Mr Arkley, also a board member at One NorthEast, said: "The partnership is designed to bring together key players in the Tees Valley to work together to face the major issues which must be tackled if we are to deliver a better economy for the area, better social conditions and a better environment.
"The development of a vision for the future which we can all support, and help to deliver, is absolutely vital.
"Just a few facts demonstrate why we need radical thinking and radical change.
"In just 20 years the Tees Valley has lost 68,500 manufacturing jobs, 56 per cent of the total, and right now almost half the wards in the area are in the top ten most deprived in the country and 38 of 50 secondary schools in the area perform below the national average."

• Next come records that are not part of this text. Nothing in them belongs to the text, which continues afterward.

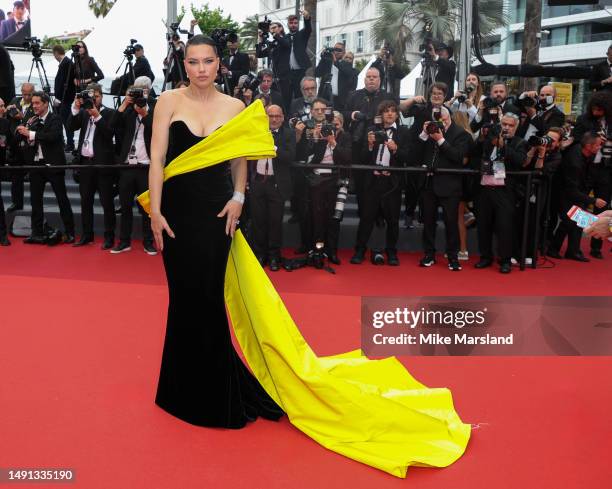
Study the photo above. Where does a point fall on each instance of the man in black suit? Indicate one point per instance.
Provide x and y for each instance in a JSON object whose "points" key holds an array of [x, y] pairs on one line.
{"points": [[387, 145], [5, 140], [601, 76], [43, 135], [64, 91], [577, 170], [278, 51], [542, 116], [235, 64], [338, 77], [95, 148], [303, 104], [23, 113], [299, 60], [270, 187], [142, 66], [134, 120], [503, 151], [442, 148], [7, 76], [266, 79], [498, 97]]}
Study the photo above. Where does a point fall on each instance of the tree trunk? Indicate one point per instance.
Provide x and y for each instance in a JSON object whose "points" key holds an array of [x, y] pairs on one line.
{"points": [[311, 7], [531, 40]]}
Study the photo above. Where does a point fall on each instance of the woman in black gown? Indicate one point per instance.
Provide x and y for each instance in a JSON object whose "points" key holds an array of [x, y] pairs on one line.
{"points": [[202, 379]]}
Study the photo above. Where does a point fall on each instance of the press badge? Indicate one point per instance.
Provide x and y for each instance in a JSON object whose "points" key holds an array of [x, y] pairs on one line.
{"points": [[499, 169]]}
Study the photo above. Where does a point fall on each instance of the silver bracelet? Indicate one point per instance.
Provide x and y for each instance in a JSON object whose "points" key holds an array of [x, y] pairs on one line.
{"points": [[238, 197]]}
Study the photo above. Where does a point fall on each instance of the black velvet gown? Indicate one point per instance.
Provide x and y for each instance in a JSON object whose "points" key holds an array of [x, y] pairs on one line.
{"points": [[202, 379]]}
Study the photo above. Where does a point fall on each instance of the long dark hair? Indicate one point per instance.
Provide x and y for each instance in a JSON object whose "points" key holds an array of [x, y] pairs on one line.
{"points": [[602, 99], [200, 40]]}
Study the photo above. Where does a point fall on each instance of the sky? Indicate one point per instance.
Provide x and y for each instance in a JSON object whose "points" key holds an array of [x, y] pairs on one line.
{"points": [[53, 17]]}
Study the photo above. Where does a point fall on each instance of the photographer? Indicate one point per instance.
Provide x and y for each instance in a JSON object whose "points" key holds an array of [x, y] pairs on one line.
{"points": [[442, 144], [266, 78], [503, 151], [498, 97], [278, 52], [598, 119], [5, 141], [338, 77], [387, 146], [361, 107], [544, 155], [64, 92], [95, 148], [467, 100], [446, 67], [269, 188], [18, 111], [326, 144], [541, 111], [299, 61], [577, 171], [86, 70], [302, 106], [134, 120], [142, 66], [235, 64], [43, 135], [390, 73]]}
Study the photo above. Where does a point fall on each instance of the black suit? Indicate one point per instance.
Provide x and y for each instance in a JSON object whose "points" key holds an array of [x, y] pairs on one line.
{"points": [[443, 189], [495, 205], [347, 81], [279, 55], [133, 181], [383, 193], [49, 137], [577, 172], [143, 68], [600, 72], [18, 149], [268, 193], [239, 65], [299, 44], [93, 179]]}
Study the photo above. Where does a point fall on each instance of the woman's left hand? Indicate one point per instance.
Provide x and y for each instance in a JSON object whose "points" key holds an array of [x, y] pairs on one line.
{"points": [[232, 209]]}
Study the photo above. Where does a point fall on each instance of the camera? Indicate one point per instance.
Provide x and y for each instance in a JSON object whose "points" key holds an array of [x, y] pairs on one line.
{"points": [[12, 112], [33, 44], [138, 96], [129, 51], [343, 184], [328, 128], [539, 141], [264, 25], [86, 97]]}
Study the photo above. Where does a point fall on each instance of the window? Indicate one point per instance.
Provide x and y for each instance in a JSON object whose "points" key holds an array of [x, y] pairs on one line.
{"points": [[359, 42]]}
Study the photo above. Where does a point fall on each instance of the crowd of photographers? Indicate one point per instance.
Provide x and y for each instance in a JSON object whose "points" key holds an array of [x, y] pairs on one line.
{"points": [[330, 127]]}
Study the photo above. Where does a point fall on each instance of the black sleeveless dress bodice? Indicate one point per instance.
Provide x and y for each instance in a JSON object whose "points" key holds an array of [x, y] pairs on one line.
{"points": [[202, 379]]}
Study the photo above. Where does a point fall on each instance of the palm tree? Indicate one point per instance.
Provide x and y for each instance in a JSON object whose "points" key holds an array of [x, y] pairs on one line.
{"points": [[101, 7], [403, 23], [248, 33]]}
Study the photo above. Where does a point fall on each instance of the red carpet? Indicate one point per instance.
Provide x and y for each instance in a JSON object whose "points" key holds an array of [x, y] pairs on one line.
{"points": [[80, 345]]}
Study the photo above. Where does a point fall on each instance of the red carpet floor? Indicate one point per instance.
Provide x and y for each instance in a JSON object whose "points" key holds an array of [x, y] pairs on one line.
{"points": [[81, 334]]}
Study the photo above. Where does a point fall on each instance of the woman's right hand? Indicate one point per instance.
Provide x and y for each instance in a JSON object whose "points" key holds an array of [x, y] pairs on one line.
{"points": [[158, 226]]}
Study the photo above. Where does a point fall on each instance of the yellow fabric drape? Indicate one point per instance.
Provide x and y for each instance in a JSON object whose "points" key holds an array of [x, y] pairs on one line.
{"points": [[246, 135], [372, 411]]}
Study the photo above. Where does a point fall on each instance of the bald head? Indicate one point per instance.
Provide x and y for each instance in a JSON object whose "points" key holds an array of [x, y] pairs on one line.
{"points": [[275, 115]]}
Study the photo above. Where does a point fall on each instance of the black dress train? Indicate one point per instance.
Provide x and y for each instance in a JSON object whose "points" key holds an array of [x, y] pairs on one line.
{"points": [[202, 379]]}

Mr Arkley said it was time for the area to start playing to its strengths.
He said: "We do have important advantages on which we can build. For example, we can reinforce our position as a global location for the chemical industry and using the fact that we have one of the biggest ports in the country, coupled with our own airport, as the bedrock for a modern transport infrastructure.
"The Vision study has identified a range of options. These include using the expertise of the University of Teesside to make our area a major centre for the digital and multi-media industries, promoting a new Tees crossing to help boost the regeneration of both banks of the river and developing a new Light Rapid Transport system.
"We believe that the Vision study can point the way forward, providing the whole area is willing to make it work.
"The decline of steel underlines the central message which has come through the visioning exercise, that we cannot depend on the major industries which have driven the Tees Valley economy for the past 200 years to sustain our economy in the 21st Century.
"Neither can we rely on people from outside the area to bail us out. Our fate is in our own hands, and we need everyone to play their part.